7DBpSO = Develop, Build, partial Sell & Operate.
8Net of DBpSO proceeds.
9Net economic debt amounted to EUR 35.7 billion at the end of March 2019 (compared with EUR 35.7 billion at the end of December 2018); it includes in particular nuclear provisions and post-employment benefits.
10Dividends submitted to shareholders’ approval at the Ordinary General Meeting on May 17, 2019.

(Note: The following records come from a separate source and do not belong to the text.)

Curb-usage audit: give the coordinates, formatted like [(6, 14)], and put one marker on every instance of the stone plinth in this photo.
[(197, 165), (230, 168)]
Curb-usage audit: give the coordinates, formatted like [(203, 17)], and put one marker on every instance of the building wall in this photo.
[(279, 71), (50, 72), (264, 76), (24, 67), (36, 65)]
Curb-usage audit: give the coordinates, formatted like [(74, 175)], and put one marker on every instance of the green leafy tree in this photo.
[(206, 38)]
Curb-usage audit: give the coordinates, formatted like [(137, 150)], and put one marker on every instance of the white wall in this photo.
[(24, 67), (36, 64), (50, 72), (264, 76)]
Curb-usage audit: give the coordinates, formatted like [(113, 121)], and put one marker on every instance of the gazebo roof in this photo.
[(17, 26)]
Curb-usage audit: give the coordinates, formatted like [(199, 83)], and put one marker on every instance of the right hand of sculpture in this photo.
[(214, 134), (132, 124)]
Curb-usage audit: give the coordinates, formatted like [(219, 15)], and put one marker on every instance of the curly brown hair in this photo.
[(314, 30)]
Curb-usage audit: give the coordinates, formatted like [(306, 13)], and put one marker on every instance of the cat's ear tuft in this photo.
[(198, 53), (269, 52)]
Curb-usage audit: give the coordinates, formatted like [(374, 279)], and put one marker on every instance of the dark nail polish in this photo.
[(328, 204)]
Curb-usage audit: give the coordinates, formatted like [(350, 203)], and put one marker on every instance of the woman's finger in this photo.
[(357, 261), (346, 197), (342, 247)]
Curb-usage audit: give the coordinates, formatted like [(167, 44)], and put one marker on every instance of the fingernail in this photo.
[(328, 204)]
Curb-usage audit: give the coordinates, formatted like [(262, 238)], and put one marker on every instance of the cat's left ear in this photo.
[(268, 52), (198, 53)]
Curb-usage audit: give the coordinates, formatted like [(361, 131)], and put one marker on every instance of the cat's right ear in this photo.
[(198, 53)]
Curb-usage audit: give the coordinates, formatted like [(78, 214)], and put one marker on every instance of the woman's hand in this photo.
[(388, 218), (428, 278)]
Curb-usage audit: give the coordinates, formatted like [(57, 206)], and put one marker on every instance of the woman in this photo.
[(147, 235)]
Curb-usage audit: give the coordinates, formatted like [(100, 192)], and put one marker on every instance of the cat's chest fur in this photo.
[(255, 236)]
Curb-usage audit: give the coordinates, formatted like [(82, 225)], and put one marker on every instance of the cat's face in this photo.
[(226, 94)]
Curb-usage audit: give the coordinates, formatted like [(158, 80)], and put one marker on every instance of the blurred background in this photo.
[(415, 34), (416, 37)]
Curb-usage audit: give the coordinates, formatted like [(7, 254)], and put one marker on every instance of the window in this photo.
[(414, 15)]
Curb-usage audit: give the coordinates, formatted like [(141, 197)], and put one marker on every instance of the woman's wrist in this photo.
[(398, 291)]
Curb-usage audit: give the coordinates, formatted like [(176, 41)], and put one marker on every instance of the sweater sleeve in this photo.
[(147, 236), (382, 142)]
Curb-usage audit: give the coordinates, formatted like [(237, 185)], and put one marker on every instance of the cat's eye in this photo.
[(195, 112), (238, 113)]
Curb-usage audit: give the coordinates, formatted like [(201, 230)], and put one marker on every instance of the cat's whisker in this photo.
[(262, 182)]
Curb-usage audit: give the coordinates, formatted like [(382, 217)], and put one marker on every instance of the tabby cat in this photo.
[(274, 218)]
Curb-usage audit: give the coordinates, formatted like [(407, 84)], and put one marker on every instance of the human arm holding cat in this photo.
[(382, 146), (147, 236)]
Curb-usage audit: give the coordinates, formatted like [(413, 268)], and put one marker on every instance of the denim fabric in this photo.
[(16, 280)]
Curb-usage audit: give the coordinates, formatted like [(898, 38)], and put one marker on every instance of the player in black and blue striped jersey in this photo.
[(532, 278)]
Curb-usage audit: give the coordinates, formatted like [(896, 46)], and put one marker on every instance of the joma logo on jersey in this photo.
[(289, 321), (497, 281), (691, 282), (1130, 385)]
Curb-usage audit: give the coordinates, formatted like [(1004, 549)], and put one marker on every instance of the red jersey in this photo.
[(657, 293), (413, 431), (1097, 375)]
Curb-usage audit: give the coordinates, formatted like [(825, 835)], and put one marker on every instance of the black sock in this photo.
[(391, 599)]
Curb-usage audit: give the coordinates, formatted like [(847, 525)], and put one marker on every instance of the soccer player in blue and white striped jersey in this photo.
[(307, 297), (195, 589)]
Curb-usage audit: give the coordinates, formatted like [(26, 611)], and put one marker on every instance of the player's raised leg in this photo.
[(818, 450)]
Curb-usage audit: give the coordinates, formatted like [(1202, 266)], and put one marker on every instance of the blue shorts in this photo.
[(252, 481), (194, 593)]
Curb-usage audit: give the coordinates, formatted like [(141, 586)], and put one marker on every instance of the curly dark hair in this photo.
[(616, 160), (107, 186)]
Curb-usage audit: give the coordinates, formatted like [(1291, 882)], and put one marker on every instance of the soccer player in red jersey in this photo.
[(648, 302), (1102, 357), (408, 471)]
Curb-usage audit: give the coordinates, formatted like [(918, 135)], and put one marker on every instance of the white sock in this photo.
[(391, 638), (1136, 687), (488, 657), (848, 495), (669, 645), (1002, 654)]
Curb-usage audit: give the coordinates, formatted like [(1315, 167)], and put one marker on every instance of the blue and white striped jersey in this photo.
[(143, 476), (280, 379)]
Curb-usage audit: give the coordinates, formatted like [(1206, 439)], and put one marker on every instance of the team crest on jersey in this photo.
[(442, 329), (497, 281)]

The figures presented here are those customarily used and communicated to the markets by ENGIE. This message includes forward-looking information and statements. Such statements include financial projections and estimates, the assumptions on which they are based, as well as statements about projects, objectives and expectations regarding future operations, profits, or services, or future performance. Although ENGIE management believes that these forward-looking statements are reasonable, investors and ENGIE shareholders should be aware that such forward-looking information and statements are subject to many risks and uncertainties that are generally difficult to predict and beyond the control of ENGIE, and may cause results and developments to differ significantly from those expressed, implied or predicted in the forward-looking statements or information. Such risks include those explained or identified in the public documents filed by ENGIE with the French Financial Markets Authority (AMF), including those listed in the “Risk Factors” section of the ENGIE (ex GDF SUEZ) reference document filed with the AMF on March 20, 2019 (under number D.19-0177). Investors and ENGIE shareholders should note that if some or all of these risks are realized they may have a significant unfavorable impact on ENGIE.